If you transform your data to get it to assume a normal distribution, any analyses done on it
will need to be “untransformed” to be interpreted. For example, if you have a data set of patients
with different lengths of stay in a hospital, you will likely have skewed data. If you log-transform
these data so that they are normally distributed, then generate statistics (like calculate a mean),
you will need to do an inverse log transformation on the result before you interpret it.
But sometimes your data are not normally distributed, and for whatever reason, you give up on trying
to do a parametric test. Maybe you can’t find a good transformation for your data, or maybe you don’t
want to have to undo the transformation in order to do your interpretation, or maybe you simply have
too small of a sample size to be able to perceive a clear parametric distribution when you make a
histogram. Fortunately, statisticians have developed other tests that you can use that are not based on
the assumption your data are normally distributed, or have any parametric distribution. Unsurprisingly,
these are called nonparametric tests. Most of the common classic parametric tests have nonparametric
counterparts you can use as an alternative. As you may expect, the most widely known and commonly
used nonparametric tests are those that correspond to the most widely known and commonly used
classical tests. Some of these are shown in Table 3-2.
TABLE 3-2 Nonparametric Counterparts of Classic Tests
Classic Parametric Test
Nonparametric Equivalent
One-group or paired Student t test (see Chapter 11) Wilcoxon Signed-Ranks test
Two-group Student t test (see Chapter 11)
Mann-Whitney U test
One-way ANOVA (see Chapter 11)
Kruskal-Wallis test
Pearson Correlation test (see Chapter 15)
Spearman Rank Correlation test
Most nonparametric tests involve first sorting your data values, from lowest to highest, and recording
the rank of each measurement. Ranks are like class ranks in school, where the person with the highest
grade point average (GPA) is ranked number 1, and the person with the next highest GPA is ranked
number 2 and so on. Ranking forces each individual to be separated from the next by one unit of rank.

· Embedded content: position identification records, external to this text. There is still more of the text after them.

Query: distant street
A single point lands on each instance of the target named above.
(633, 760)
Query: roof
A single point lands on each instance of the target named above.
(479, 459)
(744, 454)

In data, the lowest value has a rank of 1, the next highest value has a rank of 2, and so on. All
subsequent calculations are done with these ranks rather than with the actual data values. However,
using ranks instead of the actual data loses information, so you should avoid using nonparametric tests
if your data qualify for parametric methods.
Although nonparametric tests don’t assume normality, they do make certain assumptions about your
data. For example, many nonparametric tests assume that you don’t have any tied values in your data
set (in other words, no two participants have exactly the same values). Most parametric tests
incorporate adjustments for the presence of ties, but this weakens the test and makes the results less
exact.
Even in descriptive statistics, the common parameters have nonparametric counterparts.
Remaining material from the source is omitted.